Major Markets

The Major Markets closed higher with a fair amount of green across the board.

After opening higher on Monday, the S&P 500 closed the first session of the week completely flat on the day. Tuesday had an almost identical pattern. It opening higher, only to trade lower by mid-session, followed by a rally that ultimately faded into the close, to end the day flat. Yet again, Wednesday’s session traded similarly, up until the release of the Fed minutes. However, once market participants confirmed that there would not be any change to the Fed Funds rate this month, the market traded substantially higher. For the fourth session in a row, the market opened higher but then traded in a sideways range for the day. Finally, the momentum waned on Friday as the trading session ended with the only real loss of the week.

S&P Sectors

The gains in the domestic market were consistent as every S&P 500 sector had a positive return for the week with the greatest gains in the Utilities sector as they continued to benefit from lower interest rates.

Central Bank Impact

The Bank of Japan also held a meeting this last week, and similarly they did nothing to change their stance on their negative rates or their current bond-buying program.

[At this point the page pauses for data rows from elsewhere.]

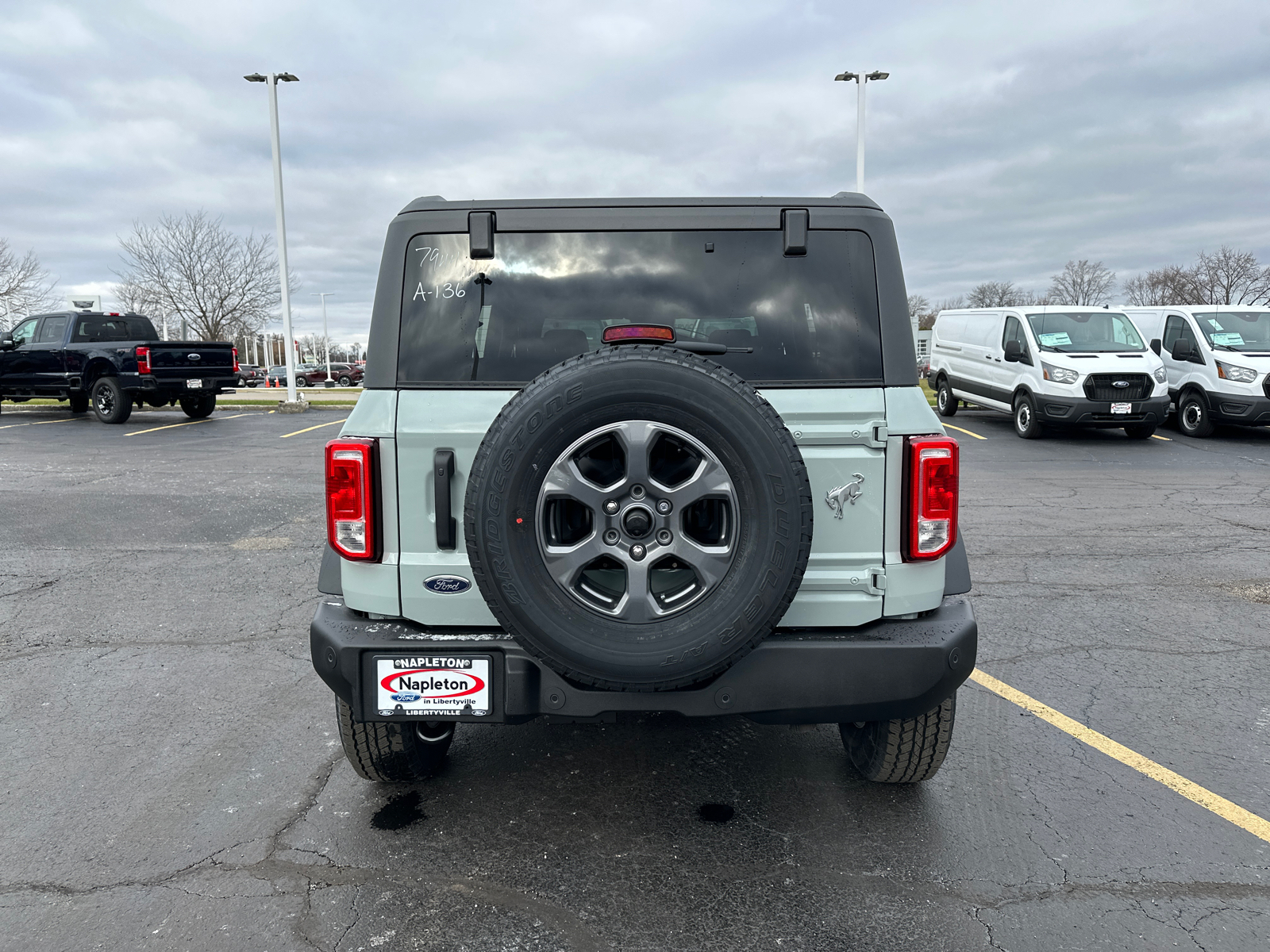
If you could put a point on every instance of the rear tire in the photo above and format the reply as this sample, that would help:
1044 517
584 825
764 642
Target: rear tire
1026 424
1193 418
198 406
906 750
389 752
944 400
110 403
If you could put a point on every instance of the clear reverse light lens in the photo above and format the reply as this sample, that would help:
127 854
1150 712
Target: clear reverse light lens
1060 374
1240 374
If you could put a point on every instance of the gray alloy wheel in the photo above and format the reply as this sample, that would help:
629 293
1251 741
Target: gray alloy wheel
643 559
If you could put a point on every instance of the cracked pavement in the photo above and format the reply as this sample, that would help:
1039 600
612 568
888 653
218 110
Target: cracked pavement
173 777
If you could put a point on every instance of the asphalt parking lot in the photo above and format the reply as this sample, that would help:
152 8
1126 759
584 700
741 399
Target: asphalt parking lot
173 777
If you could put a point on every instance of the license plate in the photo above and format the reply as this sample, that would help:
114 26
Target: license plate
432 685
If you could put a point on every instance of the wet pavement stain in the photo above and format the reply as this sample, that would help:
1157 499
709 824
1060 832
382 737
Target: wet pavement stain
715 812
399 812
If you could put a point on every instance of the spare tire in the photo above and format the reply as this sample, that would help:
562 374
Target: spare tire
639 518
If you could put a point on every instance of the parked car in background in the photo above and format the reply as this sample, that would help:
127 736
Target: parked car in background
1217 359
1054 366
111 362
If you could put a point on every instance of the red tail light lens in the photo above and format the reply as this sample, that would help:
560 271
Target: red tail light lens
931 471
351 498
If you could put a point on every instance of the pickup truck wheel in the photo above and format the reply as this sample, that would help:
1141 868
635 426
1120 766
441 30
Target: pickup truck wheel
1193 418
639 518
944 400
1026 424
198 406
110 403
391 752
905 750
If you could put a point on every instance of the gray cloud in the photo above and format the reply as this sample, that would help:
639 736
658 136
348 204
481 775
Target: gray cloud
1009 139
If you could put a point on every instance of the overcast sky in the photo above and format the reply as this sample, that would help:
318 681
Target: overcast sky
1009 139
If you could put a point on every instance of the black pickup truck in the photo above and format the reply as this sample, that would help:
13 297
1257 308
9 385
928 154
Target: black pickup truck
111 362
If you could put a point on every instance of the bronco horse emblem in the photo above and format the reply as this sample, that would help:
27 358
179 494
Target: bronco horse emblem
845 494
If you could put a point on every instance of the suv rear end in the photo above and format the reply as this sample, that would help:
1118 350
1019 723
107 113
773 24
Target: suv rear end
662 455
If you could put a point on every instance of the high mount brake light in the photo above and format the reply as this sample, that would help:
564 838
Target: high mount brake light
351 527
931 469
635 333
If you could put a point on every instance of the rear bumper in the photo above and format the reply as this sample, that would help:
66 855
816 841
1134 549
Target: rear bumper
1079 412
888 670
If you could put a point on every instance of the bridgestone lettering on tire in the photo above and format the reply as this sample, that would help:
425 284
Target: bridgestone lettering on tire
639 518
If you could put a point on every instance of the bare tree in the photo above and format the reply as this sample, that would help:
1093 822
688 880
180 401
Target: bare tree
1081 283
221 285
25 286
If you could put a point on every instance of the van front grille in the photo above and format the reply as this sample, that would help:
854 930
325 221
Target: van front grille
1103 386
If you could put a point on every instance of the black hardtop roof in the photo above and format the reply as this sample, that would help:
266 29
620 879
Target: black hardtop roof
844 200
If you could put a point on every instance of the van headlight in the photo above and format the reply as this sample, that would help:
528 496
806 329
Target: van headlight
1240 374
1058 374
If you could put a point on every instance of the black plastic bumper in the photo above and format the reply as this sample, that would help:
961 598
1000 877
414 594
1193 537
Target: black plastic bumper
1077 412
887 670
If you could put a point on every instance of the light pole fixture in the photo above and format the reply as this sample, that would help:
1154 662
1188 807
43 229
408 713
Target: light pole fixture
861 79
273 79
325 336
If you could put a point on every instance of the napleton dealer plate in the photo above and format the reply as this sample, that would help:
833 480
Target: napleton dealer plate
432 685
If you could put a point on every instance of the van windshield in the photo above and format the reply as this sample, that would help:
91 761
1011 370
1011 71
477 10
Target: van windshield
1085 332
1236 330
548 296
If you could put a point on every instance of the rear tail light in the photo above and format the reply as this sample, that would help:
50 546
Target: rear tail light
931 469
351 524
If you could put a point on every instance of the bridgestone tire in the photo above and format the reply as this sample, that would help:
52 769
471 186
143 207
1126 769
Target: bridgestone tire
110 403
944 400
198 406
711 405
906 750
1193 418
391 752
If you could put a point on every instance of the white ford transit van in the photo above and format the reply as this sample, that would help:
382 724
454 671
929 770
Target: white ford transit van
1053 366
1217 359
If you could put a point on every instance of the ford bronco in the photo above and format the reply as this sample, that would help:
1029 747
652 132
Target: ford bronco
643 455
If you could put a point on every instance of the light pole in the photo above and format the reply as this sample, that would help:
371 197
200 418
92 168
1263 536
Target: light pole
273 79
860 117
325 336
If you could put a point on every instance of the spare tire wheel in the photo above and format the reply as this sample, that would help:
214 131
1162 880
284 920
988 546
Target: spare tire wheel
639 518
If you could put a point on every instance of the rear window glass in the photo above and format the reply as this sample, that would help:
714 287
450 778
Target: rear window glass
549 296
92 329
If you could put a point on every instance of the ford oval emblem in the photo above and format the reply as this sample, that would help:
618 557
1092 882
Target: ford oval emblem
448 584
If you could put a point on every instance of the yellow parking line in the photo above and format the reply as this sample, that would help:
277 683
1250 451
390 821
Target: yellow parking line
965 432
1206 799
41 423
306 429
188 423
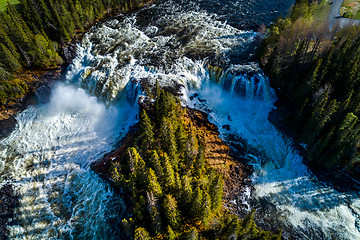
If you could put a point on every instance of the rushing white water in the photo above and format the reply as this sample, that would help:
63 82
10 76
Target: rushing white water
285 190
47 157
238 96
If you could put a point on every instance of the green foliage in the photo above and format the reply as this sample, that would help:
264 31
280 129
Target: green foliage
175 193
315 72
31 31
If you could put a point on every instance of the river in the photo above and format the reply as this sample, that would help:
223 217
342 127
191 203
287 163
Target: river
47 158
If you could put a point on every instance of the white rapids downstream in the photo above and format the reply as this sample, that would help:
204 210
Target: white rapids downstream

Precious Metals also surged largely in response to the on-going lack luster view of interest rates.

Emerging Markets

Gold and silver were not the only bellwethers as the emerging markets saw the greatest gains in the major markets last week. The FOMC decision was favorable for emerging markets which have continued to out-perform other benchmarks year to date.

In fact, nearly every one of the MSCI emerging market country indices showed a gain last week. These countries continue to outperform their developed peers this year as only four of the countries reflect losses for the year. Furthermore, most of the emerging market countries are showing double returns year to date.

As the second quarter draws to a close, market participants will become more focused on the October presidential debates ahead of the November election and the final FOMC meetings for the year.